One evening he was especially alert and gay, and I not less so. We were in the immense drawing-room, which, like the dining-room, overlooked the canal. Dinner was finished—we dined at six, the Bruges hour—and Alresca lay on his invalid’s couch, ejecting from his mouth rings of the fine blue smoke of a Javanese cigar, a box of which I had found at the tobacco shop kept by two sisters at the corner of the Grande Place. I stood at the great central window, which was wide open, and watched the whiteness of the swans moving vaguely over the surface of the canal in the oncoming twilight. The air was warm and heavy, and the long, high-pitched whine of the mosquito swarms—sole pest of the city—had already begun.
“Alresca,” I said, “your days as an invalid are numbered.”
“Why do you say that?”
“No one who was really an invalid could possibly enjoy that cigar as you are enjoying it.”
“A good cigar—a glass of good wine,” he murmured, savoring the perfume of the cigar. “What would life be without them?”

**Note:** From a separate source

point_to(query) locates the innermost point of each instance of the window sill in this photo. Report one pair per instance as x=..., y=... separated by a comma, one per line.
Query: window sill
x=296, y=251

“A few weeks ago, and you would have said: ’What is life even with them?’”
“Then you really think I am better?” he smiled.
“I’m sure of it.”
“As for me,” he returned, “I confess it. That has happened which I thought never would happen. I am once more interested in life. The wish to live has come back. I am glad to be alive. Carl, your first case has been a success.”
“No thanks to me,” I said. “Beyond seeing that you didn’t displace the broken pieces of your thigh-bone, what have I done? Nothing. No one knows that better than you do.”
“That’s your modesty—your incurable modesty.”
I shook my head, and went to stand by his couch. I was profoundly aware then, despite all the efforts of my self-conceit to convince myself to the contrary, that I had effected nothing whatever towards his recovery, that it had accomplished itself without external aid. But that did not lessen my intense pleasure in the improvement. By this time I had a most genuine affection for Alresca. The rare qualities of the man—his serenity, his sense of justice, his invariable politeness and consideration, the pureness of his soul—had captured me completely. I was his friend. Perhaps I was his best friend in the world. The singular circumstances of our coming together had helped much to strengthen the tie between us. I glanced down at him, full of my affection for him, and minded to take advantage of the rights of that affection for once in a way.
“Alresca,” I said quietly.
“Well?”
“What was it?”
“What was what?”
I met his gaze.
“What was that thing that you have fought and driven off? What is the mystery of it? You know—you must know. Tell me.”
His eyelids fell.
“Better to leave the past alone,” said he. “Granting that I had formed an idea, I could not put it into proper words. I have tried to do so. In the expectation of death I wrote down certain matters. But these I shall now destroy. I am wiser, less morbid. I can perceive that there are fields of thought of which it is advisable to keep closed the gates. Do as I do, Carl—forget. Take the credit for my recovery, and be content with that.”